I have two dataframes:
One is a decently large dataset of a million or so records. This df contains user information including a "list_id" that they're associated with.
The next dataframe is simply a single column of all of the "list" IDs that we want to keep in dataframe #1. There are about 1000 of these IDs in this dataframe (#2).
The end goal is to drop every single row in dataframe #1 if the ID next that user is not contained in dataframe #2.

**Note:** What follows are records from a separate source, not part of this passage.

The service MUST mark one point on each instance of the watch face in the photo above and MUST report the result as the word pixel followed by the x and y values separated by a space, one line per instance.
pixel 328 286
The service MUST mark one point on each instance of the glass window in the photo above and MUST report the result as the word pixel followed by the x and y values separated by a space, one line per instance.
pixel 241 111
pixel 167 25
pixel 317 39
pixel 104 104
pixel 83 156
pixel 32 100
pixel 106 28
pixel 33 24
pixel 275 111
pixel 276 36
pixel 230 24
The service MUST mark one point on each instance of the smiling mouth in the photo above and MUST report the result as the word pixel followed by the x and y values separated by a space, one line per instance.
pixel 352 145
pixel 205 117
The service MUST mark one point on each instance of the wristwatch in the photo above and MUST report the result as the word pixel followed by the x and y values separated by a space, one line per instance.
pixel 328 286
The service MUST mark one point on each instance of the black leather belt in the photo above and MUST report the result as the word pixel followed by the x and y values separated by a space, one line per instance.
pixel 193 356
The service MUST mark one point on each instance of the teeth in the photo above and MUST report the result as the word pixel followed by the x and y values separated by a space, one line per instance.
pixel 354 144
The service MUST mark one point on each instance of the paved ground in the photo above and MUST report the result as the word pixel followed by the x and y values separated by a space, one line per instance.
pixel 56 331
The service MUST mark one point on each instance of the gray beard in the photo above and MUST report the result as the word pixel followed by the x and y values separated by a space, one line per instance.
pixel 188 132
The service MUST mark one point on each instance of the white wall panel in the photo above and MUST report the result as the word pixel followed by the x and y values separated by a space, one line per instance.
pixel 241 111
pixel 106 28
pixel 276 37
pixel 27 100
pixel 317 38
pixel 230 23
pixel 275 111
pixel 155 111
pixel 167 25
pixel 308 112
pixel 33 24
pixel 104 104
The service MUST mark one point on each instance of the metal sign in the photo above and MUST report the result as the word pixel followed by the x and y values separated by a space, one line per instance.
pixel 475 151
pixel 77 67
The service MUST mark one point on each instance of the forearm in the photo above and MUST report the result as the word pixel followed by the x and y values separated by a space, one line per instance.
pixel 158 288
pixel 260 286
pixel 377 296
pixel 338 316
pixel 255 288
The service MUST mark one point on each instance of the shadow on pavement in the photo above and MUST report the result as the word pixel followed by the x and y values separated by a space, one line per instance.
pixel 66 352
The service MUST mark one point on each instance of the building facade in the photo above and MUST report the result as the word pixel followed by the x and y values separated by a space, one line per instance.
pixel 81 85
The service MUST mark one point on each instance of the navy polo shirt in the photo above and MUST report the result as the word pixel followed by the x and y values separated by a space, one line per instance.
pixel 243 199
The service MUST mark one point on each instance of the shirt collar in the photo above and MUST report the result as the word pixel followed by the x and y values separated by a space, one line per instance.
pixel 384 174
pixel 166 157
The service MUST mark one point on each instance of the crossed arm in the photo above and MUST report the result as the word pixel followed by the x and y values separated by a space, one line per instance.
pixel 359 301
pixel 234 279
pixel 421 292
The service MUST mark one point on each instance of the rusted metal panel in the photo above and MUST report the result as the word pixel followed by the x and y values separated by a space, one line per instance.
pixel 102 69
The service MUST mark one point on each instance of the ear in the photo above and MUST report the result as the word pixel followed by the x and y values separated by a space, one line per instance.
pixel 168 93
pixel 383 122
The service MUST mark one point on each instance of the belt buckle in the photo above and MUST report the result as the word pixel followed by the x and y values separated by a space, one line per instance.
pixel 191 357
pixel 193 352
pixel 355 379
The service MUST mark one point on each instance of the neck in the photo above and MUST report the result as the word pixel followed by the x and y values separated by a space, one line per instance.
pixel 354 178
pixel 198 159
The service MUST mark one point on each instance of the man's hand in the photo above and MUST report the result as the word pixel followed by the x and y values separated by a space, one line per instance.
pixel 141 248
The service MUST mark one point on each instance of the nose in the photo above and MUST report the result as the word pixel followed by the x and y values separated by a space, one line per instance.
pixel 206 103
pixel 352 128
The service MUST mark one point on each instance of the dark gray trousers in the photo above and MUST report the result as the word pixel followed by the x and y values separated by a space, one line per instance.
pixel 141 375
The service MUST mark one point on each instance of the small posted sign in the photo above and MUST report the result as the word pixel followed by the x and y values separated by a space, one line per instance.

What I've tried so far is to iterate on the rows in dataframe #1 in a for loop with a secondary for loop iterating on the IDs in dataframe #2. If it doesn't the first for loop doesn't find the ID in dataframe #2, it drops the row. Here's what I've tried:
df1:
user_id | list_id |
---|---|
1234 | 234235 |
4567 | 754654 |
9012 | 345445 |
df2:
list_ids |
---|
234235 |
754654 |
123456 |
for index, row in df1.iterrows():
if row['list_id'] not in df2['list_ids']:
#Remove user if not associated to list
df1.drop(index=index, inplace=True)
The biggest problem with this is how large the data set is. This took about 8 hours to run, only to find out that it actually dropped every single row in df1. I feel like this is not the best approach to this problem and there's got to be a more "pandas-like" way to solve this issue. If any more information is needed, I'd be happy to add it!